As we have mentioned numerous times before in our blogs, receiving regular dental care is essential if you want to have a healthy mouth. Most of our patients maintain this routine, but events can happen that throw us off course.

A cancelled appointment, especially for something that is causing upheaval in your life, can sometimes lead to us forgetting to make a new one. The same can apply when a patient who has dental phobia hits a real wall over it and simply avoids seeing the dentist at all, sometimes for many years.

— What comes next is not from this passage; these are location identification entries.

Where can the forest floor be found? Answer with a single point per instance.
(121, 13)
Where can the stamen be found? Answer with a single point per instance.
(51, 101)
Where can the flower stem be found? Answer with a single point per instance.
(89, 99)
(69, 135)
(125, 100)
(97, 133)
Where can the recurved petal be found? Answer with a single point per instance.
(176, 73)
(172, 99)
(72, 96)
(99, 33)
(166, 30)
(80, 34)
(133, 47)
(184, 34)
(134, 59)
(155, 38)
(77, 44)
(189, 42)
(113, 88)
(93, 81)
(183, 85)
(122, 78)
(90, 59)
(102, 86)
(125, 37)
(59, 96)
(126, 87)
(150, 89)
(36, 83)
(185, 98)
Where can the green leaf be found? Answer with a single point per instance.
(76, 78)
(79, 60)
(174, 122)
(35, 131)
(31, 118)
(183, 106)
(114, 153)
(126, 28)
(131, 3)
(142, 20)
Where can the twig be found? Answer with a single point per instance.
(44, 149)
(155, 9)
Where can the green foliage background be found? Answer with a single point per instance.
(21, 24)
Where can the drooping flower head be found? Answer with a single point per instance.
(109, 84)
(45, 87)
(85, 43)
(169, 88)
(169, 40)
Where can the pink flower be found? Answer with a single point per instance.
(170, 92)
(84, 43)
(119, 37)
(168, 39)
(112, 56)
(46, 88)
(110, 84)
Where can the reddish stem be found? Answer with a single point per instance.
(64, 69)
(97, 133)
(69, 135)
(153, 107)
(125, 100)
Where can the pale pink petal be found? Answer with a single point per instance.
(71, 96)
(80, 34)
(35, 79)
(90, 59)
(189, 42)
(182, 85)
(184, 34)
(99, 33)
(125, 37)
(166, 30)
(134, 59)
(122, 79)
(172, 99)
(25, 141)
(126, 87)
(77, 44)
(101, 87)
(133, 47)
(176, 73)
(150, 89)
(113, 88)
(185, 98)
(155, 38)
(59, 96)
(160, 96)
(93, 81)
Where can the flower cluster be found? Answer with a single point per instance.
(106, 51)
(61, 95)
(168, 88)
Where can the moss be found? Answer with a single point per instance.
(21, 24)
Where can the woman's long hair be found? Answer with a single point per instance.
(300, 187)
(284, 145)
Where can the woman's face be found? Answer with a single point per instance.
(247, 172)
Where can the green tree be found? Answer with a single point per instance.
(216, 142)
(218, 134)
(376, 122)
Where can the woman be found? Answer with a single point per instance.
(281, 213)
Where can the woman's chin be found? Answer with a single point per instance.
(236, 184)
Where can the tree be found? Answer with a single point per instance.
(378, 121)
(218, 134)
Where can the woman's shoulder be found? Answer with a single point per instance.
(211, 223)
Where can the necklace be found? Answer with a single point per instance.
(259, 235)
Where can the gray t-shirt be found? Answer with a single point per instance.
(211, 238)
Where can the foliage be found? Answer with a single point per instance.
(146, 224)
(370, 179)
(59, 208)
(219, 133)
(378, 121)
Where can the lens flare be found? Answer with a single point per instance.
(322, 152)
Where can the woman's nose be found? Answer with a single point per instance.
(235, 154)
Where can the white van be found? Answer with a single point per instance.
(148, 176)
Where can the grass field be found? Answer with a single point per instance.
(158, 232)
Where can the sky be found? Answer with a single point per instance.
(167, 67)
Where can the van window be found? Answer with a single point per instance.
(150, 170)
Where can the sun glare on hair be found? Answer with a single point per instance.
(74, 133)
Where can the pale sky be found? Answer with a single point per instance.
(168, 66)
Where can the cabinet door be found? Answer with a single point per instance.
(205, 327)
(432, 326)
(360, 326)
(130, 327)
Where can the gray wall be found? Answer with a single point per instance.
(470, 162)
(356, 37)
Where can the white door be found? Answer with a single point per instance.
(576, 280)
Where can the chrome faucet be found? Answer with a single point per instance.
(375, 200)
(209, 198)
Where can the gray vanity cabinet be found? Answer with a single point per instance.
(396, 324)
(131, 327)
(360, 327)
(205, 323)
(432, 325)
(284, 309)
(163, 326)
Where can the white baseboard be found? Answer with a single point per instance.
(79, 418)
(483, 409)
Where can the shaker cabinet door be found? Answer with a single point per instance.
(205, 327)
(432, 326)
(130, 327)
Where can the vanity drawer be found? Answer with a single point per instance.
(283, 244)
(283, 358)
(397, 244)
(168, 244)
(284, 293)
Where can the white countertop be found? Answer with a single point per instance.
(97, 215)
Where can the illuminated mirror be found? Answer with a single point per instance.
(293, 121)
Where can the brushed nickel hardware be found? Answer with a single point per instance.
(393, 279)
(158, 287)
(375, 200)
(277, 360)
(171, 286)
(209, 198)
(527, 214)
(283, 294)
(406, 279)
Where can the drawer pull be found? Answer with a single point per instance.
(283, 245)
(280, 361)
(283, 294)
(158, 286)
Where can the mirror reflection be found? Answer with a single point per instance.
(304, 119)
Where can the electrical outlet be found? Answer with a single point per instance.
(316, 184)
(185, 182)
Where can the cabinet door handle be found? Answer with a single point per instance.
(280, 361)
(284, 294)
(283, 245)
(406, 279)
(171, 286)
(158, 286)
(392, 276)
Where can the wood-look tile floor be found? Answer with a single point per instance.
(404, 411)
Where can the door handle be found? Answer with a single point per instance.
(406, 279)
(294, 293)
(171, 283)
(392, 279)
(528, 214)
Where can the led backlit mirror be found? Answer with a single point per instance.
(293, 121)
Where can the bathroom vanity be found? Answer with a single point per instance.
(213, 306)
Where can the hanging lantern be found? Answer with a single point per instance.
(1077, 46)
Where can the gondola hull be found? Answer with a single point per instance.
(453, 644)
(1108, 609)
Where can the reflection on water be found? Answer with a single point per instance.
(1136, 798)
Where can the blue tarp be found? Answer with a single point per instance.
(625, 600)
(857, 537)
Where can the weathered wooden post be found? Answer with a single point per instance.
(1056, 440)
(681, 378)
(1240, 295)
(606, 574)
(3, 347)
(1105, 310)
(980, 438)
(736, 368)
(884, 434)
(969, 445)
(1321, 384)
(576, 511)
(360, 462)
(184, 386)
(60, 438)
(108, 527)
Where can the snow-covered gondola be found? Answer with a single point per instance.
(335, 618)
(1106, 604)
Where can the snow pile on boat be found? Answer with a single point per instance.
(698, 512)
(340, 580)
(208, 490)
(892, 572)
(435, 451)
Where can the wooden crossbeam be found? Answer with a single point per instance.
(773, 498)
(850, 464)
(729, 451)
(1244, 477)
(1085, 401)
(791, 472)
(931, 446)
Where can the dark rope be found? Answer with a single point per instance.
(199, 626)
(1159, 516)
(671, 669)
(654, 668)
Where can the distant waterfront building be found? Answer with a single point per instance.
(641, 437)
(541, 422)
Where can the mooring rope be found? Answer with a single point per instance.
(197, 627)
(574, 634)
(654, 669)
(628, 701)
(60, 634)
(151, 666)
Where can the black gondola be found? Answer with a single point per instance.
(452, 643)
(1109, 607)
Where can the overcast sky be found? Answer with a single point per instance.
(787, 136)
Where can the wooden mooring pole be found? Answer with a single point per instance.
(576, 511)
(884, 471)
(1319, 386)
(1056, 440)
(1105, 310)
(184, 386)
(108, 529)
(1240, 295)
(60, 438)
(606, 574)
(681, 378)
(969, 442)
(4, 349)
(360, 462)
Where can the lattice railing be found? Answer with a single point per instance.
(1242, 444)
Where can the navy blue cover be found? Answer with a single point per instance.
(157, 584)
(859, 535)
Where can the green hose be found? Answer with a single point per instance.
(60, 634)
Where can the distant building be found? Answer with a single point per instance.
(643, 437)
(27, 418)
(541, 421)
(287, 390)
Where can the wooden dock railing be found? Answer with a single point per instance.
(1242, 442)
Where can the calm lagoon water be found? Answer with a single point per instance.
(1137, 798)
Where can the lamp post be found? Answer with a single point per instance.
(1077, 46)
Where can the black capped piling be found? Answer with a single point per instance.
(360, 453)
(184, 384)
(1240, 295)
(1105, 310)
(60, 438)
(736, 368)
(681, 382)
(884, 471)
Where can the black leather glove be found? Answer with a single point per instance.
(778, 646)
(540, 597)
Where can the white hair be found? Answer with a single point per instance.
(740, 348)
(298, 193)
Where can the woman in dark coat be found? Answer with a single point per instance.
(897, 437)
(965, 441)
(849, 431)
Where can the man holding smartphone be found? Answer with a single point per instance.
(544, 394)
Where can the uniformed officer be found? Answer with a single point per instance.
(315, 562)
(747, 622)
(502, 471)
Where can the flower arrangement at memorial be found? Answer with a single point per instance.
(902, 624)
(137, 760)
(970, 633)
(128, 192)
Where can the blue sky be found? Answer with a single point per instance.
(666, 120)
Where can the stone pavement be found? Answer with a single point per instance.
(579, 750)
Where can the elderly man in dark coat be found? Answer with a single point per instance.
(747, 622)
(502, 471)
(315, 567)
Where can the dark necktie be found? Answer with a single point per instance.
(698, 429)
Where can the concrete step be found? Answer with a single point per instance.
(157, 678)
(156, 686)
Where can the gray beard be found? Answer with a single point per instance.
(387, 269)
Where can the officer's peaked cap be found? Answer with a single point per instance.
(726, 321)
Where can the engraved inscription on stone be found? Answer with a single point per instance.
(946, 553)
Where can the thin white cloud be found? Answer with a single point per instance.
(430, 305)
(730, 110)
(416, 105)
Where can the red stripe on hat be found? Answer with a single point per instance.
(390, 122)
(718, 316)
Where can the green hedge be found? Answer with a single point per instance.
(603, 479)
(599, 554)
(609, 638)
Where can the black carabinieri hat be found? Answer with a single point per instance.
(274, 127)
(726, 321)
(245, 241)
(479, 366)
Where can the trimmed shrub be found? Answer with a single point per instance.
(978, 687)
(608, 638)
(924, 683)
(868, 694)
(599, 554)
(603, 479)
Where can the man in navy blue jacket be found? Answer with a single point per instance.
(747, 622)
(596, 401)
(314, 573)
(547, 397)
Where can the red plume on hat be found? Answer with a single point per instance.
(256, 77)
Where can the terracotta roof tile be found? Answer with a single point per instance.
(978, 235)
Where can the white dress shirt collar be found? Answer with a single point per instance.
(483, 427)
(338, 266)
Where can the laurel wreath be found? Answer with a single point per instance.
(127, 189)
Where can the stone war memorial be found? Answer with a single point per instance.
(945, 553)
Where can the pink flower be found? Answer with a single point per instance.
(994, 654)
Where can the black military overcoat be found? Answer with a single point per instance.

Although this is far from ideal, we are always pleased when someone who hasn’t seen a dentist for some time decides that now is the right time to start getting their oral health back on course.

What should you expect?

First of all, it is important that patients of The Dental Centre Bedford know that they will be treated with respect by all of our team, from receptionist to dentist. There will be no lectures about neglecting your teeth and gums and no ‘tutting’ as we examine your teeth. We know how difficult making that first step can be and the last thing that we want to do is discourage any returning patients.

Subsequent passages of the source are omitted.